Despite a historically bad start to the year, Single-A skipper Mario Lisson keeps calm ... 

Photo via @FXBGNats on Twitter.

WASHINGTON - Even with the losses mounting, a smile stayed on the face of Single-A Fredericksburg manager Mario Lisson.

The minor league team was 1-16 going into Sunday’s game against the Salem Red Sox, and the suffered another loss.

“I want them to play a complete game,” Lisson said Friday, a few hours before Fredericksburg was able to shed its winless label.

“If you have a man on third with less than two outs, do whatever you need to do to get that run in. Do the routine. The winning is going to take care of itself” if the team does the little things.

After 15 losses to start the year, the Single-A Nationals won their first game 2-1 on Friday over the Salem Red Sox.

“Two months from now, they are not going to remember these first 15 games,” Lisson said before the game.

“We are going at it every day, we are preparing every day. We expect good things every day.”

That also happened to be the first pro game for first baseman Jackson Coutts, who was signed as a non-drafted free agent by the Nationals last year after he played in college at Rhode Island of the Atlantic 10 Conference.

Coutts started at first base on Friday and was 2-for-4 and scored his first run in the win.
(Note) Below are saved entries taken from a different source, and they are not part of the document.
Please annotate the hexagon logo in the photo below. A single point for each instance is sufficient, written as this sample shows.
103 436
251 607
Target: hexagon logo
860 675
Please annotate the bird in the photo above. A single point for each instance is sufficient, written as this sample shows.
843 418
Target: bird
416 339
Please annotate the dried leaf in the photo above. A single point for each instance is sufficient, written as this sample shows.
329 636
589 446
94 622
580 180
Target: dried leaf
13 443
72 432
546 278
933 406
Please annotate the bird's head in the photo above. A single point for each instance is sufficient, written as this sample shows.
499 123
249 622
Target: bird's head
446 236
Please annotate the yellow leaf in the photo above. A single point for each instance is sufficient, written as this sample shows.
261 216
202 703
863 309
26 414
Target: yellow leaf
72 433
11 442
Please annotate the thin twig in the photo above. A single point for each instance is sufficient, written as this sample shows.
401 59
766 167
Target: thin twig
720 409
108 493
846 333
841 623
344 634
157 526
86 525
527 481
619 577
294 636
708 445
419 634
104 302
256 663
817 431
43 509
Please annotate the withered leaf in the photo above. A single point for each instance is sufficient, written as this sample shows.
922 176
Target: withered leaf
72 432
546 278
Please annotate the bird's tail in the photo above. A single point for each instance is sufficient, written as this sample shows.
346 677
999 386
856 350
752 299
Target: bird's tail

He was 0-for-4 on Saturday as the Nationals lost to Salem and fell to 1-16.

He came from extended spring training in Florida, according to Lisson.

Both of Coutts’ parents played sports in college and both are veteran coaches or administrators at the college level.

“In the sports aspect of it, they really were able to help me out – as a coach would,” Coutts, 22, told Federal Baseball from Florida last year, where he was taking classes online from URI and working out with the baseball program at Florida Gulf Coast.

His mother, Lynn, was a Northeast All-American softball player at the University of Maine.

She took a job in athletics and recreation administration at the University of Denver in 2019 as deputy AD for student-athletes excellence after she was part of the coaching and administrative staff at Maine.

Another addition to the team recently was Jeremey De La Rosa, 19, one of the top outfield prospects in the system. He played in his first game on May 15 with the team and was 2-for-17 in games through Saturday.

“Obviously there are adjustments that he needs to do. My goal is to prepare him mentally,” Lisson said Friday. ”My goal is to him to learn the game, to know situations, know how to get out of a slump. The mental side of it so important.”

Another infielder for Fredericksburg is Jake Boone, the son of former major leaguer Bret, the grandson of Nationals’ front office member and former All-Star catcher Bob Boone and the great-grandson of Ray Boone, who also played in the majors.

The Boones are aiming to become the first four-generation Major League family in history if Jake Boone makes The Show.

Boone, signed out of Princeton, was hitting .167 through Saturday in his first pro season.

What impresses the skipper about Boone?

“His versatility; be can play second, short and third base,” Lisson told Federal Baseball on Friday of Boone.

“He can bring that knowledge to his situation” due to his family background.